Credit: Republic Records
by Paul Attard Music What Would Meek Do?

Drake | Certified Lover Boy

November 9, 2021

Certified Lover Boy finds Drake is simply going through the motions, an album that sounds just like his last couple, but with even less of a pulse.


Drake — the artist, the brand, the living meme — goes through the motions these days. Why? Because he knows that he’ll be handsomely rewarded for doing so. After all, he’s become the biggest musical act in the world by replicating the same exact product for the fifth or sixth time, somehow breaking even more streaming records with each subsequent project — all achievements that he will eventually topple in the near future, once again by sticking to a formula that became tiring two album cycles ago. He’s unstoppable — to a degree that makes it rather difficult to root for him, a fact not helped by either the stagnant quality of his current output or his near monolithic presence in general culture (or because he DMs teenagers). A new album from Drake isn’t a revelatory experience, more an expected recurring event that needs little prior fanfare or even the most basic rollout to connect with the general listening public. There was “Laugh Now, Cry Later,” but that was scrapped after it failed to reach the top spot on the Billboard 100. Other than that, it was only the status of Drake’s name-brand recognition that kindled the non-existent fervor.
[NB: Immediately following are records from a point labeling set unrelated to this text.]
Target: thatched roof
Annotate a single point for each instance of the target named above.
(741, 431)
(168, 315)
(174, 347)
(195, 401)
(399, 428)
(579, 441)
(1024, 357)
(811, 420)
Even when he was actively trying to drum up some much-needed excitement before release, the best Aubrey Graham could muster was putting long-standing collaborators’ names on regional billboards in a not-so-creative version of Guess Who?, clearly attempting to mimic the same type of tactics that his arch-rival Kanye West employed in the media-event frenzy lead-up that surrounded Donda

This is to say, if you’ve listened to any Drake release from the last few years, then you’ve in essence already gotten the gist of Certified Lover Boy before even hitting play on the first song. It is, in theory, and in practice, nearly identical to Scorpion and Views, except Drizzy has somehow gotten more jaded since 2016 and even less artistically ambitious. There are 20 or so tracks, most of which could comfortably sit in the category of “chill background music” as they plod along with inert synth arrangements and tonally one-dimensional instrumental choices. In keeping with the established Drake mythos, there are references galore to past mistakes that are never fully explained or explored, with questionable bars that were written with the intention of setting the internet ablaze (taken to its logical conclusion with the groan-worthy “Girls Want Girls,” a deeply stupid song packed full of them). There’s a lot of faux mean-mugging and Internet gangster cosplay — he claims the weather is looking “real opp-y outside” on Savage Mode II leftover “Knife Talk,” which it definitely does in front of his multi-million dollar Toronto mansion — with some additional moping about past lovers that you’d expect from a 22-year-old, not someone who’s pushing 40 (he has a track here called “Fucking Fans,” do with that information as you will). The bitterness culminates with the thinly-veiled Ye diss track “7am on Bridle Path,” where his peeved presence suggests human emotion outside of pity and arrogance; it completely fails to register as menacing (Drake once again plays the victim, his go-to media tactic), but it’s one of the few moments that carries a pulse.  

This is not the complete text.